Monday, December 7, 2020

Downer


From the entrance of the exhibition space at Catriona Jeffries Gallery are four of the six works in Liz Magor's Downer -- three on the floor (Shaved, Coiffed and Dressed, 2020), two hanging from the ceiling (Delivery [red] and Delivery [brown], 2018) and a wall work (Migros Shopper, 2020).

The floor works attract me, particularly the first one, Shaved. A "space" machine, as evidenced by its constituent parts: a skirted (curtained?) platform that brings to mind a bed, on which sits a "cast" of packaging materials (wrapping paper), a silicone rubber dog (pet?) on a faux fur blanket and the remains of someone's lunch (a cake box and a cardboard coffee holder). A "space" machine in the way a bed, not a dining table, becomes the surface on which a production (gift wrapping) is staged.

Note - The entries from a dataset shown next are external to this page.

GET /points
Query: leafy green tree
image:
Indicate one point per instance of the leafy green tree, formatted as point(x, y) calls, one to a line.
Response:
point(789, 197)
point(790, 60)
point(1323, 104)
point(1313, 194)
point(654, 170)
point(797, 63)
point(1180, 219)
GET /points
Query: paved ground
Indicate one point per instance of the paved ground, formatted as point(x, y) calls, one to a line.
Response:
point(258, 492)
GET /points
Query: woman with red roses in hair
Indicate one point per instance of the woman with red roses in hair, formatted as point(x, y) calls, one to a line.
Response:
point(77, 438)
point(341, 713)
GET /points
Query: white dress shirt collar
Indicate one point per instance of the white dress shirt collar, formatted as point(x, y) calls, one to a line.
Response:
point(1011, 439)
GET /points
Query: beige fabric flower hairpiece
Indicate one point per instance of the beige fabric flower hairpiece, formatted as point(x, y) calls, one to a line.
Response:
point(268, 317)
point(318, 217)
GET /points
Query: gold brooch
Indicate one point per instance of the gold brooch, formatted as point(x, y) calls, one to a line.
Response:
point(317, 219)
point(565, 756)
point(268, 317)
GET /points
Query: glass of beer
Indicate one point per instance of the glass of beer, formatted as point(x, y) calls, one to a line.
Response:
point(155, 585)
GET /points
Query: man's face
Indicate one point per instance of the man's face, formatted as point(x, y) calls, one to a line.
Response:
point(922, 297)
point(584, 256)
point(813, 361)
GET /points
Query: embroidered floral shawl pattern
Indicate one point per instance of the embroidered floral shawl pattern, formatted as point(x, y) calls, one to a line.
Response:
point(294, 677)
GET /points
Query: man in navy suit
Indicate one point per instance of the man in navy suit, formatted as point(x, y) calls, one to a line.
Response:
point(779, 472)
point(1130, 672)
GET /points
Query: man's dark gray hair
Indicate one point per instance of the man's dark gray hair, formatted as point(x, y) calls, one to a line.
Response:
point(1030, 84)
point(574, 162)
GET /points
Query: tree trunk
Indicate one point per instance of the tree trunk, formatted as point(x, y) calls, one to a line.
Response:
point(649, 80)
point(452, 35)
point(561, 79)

Our world is accelerating, though Covid has us slowing down. Our world is expanding through a de-centralization of symbolic power, yet shrinking because more and more of us are forced into economies where we can afford less and less room in which to live. That Covid has us spending more time at home has us experiencing this shrinking feeling in ways that allow certain of us to identify with a work that has one activity overlaying an object we associate with another -- rest. If there is an art work that best exemplifies Byung-Chul Han's concept of "auto-exhaustion", Shaved might just be it.